BJOG on the Case
Reintroducing Kielland forceps
Article first published online: 18 MAR 2014
© 2014 Royal College of Obstetricians and Gynaecologists
BJOG: An International Journal of Obstetrics & Gynaecology
Volume 121, Issue 5, page 547, April 2014
How to Cite
Thorp, J. M. (2014), Reintroducing Kielland forceps. BJOG: An International Journal of Obstetrics & Gynaecology, 121: 547. doi: 10.1111/1471-0528.12702
- Issue published online: 18 MAR 2014
- Article first published online: 18 MAR 2014
It is always reassuring to find that the conclusions made in a contemporary article in a biomedical journal mirror the conclusions and decision made in a judicial review. Tempest et al. recently reported on over 1200 forceps, ventouse, or manual rotations performed in mothers with arrest of descent, with the fetal head not in an occiput anterior position (BJOG 2013;120:1277–84). They conclude that ‘assisted vaginal birth by Keilland forceps is likely to be the safest and most effective’ mode of delivery. In 2007 the Scottish Court of Sessions ruled in a case in which a transverse arrest of descent was treated with a trial of rotational forceps that failed (Dinley versus Lothian Health Board). The birth was completed abdominally and the baby went on to develop encephalopathy, and ultimately, cerebral palsy. The plaintiff alleged negligence both in the decision to try a forceps rotation and the conduct of the operation itself. Lord Hodge weighed the evidence and expert opinions, and concluded that even though some experts consider that a trial of forceps was not appropriate, a substantial volume of medical literature supports this approach as safe and effective. Moreover, the excellent documentation by the operating clinician established that the requirements for such a rotational delivery to be appropriate had been met, and the procedure was performed properly. The doctor and health facility were found not guilty of negligence.

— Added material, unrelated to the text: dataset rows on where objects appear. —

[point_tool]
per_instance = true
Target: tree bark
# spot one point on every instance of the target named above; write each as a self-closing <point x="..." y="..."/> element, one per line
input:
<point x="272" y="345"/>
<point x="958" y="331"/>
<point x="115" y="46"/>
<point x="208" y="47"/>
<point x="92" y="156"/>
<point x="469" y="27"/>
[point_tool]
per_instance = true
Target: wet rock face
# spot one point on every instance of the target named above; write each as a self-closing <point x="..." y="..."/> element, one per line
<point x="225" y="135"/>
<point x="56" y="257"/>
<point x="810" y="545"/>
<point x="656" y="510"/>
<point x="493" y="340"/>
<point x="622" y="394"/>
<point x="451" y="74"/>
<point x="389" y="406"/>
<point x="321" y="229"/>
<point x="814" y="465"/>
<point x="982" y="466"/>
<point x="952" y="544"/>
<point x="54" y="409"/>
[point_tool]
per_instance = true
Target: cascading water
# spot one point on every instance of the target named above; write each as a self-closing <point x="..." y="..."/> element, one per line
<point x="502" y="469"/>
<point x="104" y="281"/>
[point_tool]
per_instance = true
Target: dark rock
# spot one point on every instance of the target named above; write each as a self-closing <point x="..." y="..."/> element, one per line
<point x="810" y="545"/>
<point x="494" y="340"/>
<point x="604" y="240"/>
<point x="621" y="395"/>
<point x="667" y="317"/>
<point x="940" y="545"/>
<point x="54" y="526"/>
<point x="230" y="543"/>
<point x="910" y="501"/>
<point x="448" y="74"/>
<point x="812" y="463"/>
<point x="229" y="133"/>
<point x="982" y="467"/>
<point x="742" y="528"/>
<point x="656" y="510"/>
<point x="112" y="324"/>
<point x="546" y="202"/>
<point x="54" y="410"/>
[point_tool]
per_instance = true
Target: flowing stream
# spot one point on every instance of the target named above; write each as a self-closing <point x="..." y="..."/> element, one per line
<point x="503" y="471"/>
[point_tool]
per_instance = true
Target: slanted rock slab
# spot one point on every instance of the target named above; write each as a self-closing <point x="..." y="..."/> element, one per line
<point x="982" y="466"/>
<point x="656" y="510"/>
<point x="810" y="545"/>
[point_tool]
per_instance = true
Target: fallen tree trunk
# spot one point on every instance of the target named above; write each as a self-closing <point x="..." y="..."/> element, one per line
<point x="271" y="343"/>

Both the justice system and Tempest et al. have identified the prerequisites for a forceps rotation to be justifiable. These include: an experienced operator, adequate anaesthesia, certainty of fetal position and station, and access to acute emergency abdominal delivery and neonatal resuscitation. In my hospital, these can only be achieved by moving the mother to an operating room, having anaesthesia and paediatric teams present, and being prepared to abandon the attempt at forceps delivery if it proves to be too difficult. We duplicate the old ‘double set–up’ approach used in the days before the antepartum diagnosis of placenta praevia could be made easily, so we are under no pressure to complete the delivery with forceps.
So, given this alignment of solicitors and surgeons, why are fewer and fewer forceps operations attempted in contemporary practice? MJ Dickson, in his letter regarding the Tempest paper (BJOG 2013;120:1438), highlighted the problems. As a surgical procedure is attempted less and less, collective experience wanes, as does confidence and competence. With fewer competent and confident practitioners as models, learners are not exposed to success and thus ‘lack the training’ to attempt the procedure. Before this valuable tool in the work box of the accoucheur is relegated to the ‘dustbin of history’ we must actively bring it back into practice. This is a moment amidst free fetal DNA and epigenetics for senior obstetricians to shine. Those of us with competence and confidence need to take advantage of the teaching experiences beckoning in labour and delivery. Ian Treharne presents the intriguing idea of a ‘Keilland forceps club’ (letter in this issue), with an experienced mentor to enhance clinical training. Perhaps every institution needs one?